Well, the USD Index was in its third day of the decline yesterday and here’s what it did in the overnight trading.

Yesterday, the USDX moved briefly below its February high and it reversed after touching the early-March high. In today’s overnight trading, it moved back above the February high, which means that the corrective decline might be completely over.

If so, then the precious metals market would be likely to decline without looking back.

And that’s what gold seems to be doing in the last couple of hours.

After forming a bearish reversal yesterday, gold declined. Was that the final short-term top?

It’s not crystal-clear, because gold didn’t reach any important resistance level yesterday. Still, if the USD Index completed its corrective upswing, gold’s likely to fall anyway.

Yes, there is the possibility that gold could rally along with the USD Index, and it did so many times in the past. However, just because it (relatively infrequently) happened in the past, doesn’t mean that’s it’s going to take place shortly. Conversely, based on yesterday’s reversal in gold despite the USD’s decline, we got an indication of the exact opposite. Gold is likely to magnify the USD’s movement but in the opposite direction. So far today, it’s been doing exactly that – the USDX is up by 0.45% while gold is down by 1.02%.

In yesterday’s intraday Gold & Silver Trading Alert, I wrote not only about the USD Index and gold’s relative performance, but also about other factors. One of them was the performance of the general stock market. I wrote the following:

The general stock market was likely to rally, perhaps as high as to the rising line that’s parallel to the neckline of the hypothetical 2021 head and shoulders pattern. That’s exactly the line that it reached today.

Moreover, if this head-and-shoulders pattern is to be upheld, stocks (S&P 500) shouldn’t rally above its previous high and they just moved very close to it. Consequently – while it’s far from being certain – we might have just seen a top or one might be formed shortly.

As you can see on the above chart, the S&P 500 futures (the above chart features the index futures, not the index) didn’t move to a new high and they reversed after moving to the combination of resistance provided by the rising resistance line and the previous high.

Consequently, we might have just seen a top in stocks, which would be the right shoulder of a medium-term head-and-shoulders pattern. The implications would be very bearish.

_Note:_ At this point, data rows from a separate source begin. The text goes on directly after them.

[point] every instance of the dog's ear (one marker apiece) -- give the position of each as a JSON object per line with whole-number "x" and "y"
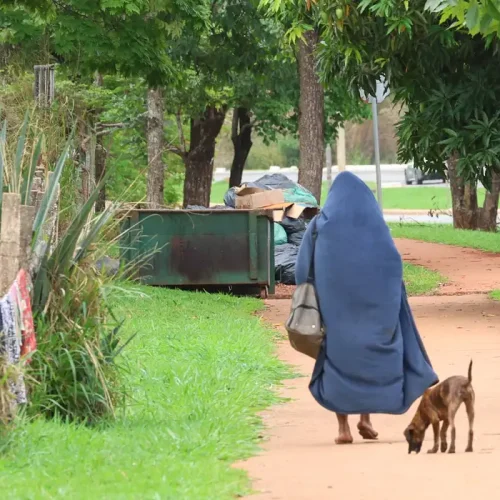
{"x": 408, "y": 433}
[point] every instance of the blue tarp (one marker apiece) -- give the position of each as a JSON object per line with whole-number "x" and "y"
{"x": 373, "y": 359}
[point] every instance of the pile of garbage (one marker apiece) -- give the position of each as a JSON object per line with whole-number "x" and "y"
{"x": 292, "y": 206}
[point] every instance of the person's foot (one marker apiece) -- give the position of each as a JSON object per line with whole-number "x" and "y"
{"x": 367, "y": 431}
{"x": 345, "y": 437}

Then again, in case of the index (not futures) and in case of the SPY ETF, we actually saw moves to new highs yesterday.

The move above the previous high was not big, but it was present. What happens next depends on today’s session. Based on the overnight futures movement, it seems that we might see an invalidation of the breakouts, which would be a sell signal for the index and for the SPY ETF.

However, it would mean that THE top in stocks was yesterday, and not about a month ago. This, in turn, means that the analogy to the previous declines might point to the final bottom in the precious metals market forming in mid-June or late-June instead of being formed in mid-May or late-May. As a reminder, it could be the case that PMs bottom about 3 – 3.5 months after the stock market tops.

Unfortunately, other indices don’t add much clarity.

The Dow Jones Industrial and Transportation Averages soared to new highs yesterday.

However, the NASDAQ – the previously strongest index – didn’t move to new highs and the rally that it generated this month was quite weak.

If the breakout in the S&P 500 Index is invalidated today, the implications will be bearish, but there’s no clarity regarding the implications regarding the 3-month time analogy. It seems to me that (as long as S&P 500 invalidates its breakout today) the mid-February date is more important as the topping date as that’s when the strongest market (tech stocks) topped.

It will be most important to measure gold’s relative strength compared to the USD Index as well as miners’ and silver’s relative strength to gold while watching the gold price levels, when determining the next major buying opportunity than to blindly trust the 3-3.5-month rule. Still, the latter might be a useful confirmation to the former.

The likelihood of seeing a top in the general stock market stems also from the fact that the USD Index is likely to rally further, thus making U.S. exports less competitive.

This, in turn, means that junior mining stocks and the ETFs based on them (e.g., the GDXJ ETF) are likely to decline more than senior mining stocks and their related ETFs (e.g., the GDX ETF).

Still, let’s take a look at charts featuring both.

The GDX ETF didn’t move to the strongest combination of nearby resistance levels, but it did flash a few bearish signs, anyway.

The resistance that it reached was notable as it moved to its November 2020 low. Consequently, “it makes sense” for the mining stocks to have topped here.

In yesterday’s (Mar. 11) regular analysis, I wrote the following about the above chart:

Miners generally paused yesterday (Mar. 10), which is quite natural after a sharp daily rally. They closed the day slightly higher, but the RSI is not yet at 50 and the volume that accompanied yesterday’s small move up was nothing to call home about. It was just a pause, and the preceding short-term move is now likely to continue.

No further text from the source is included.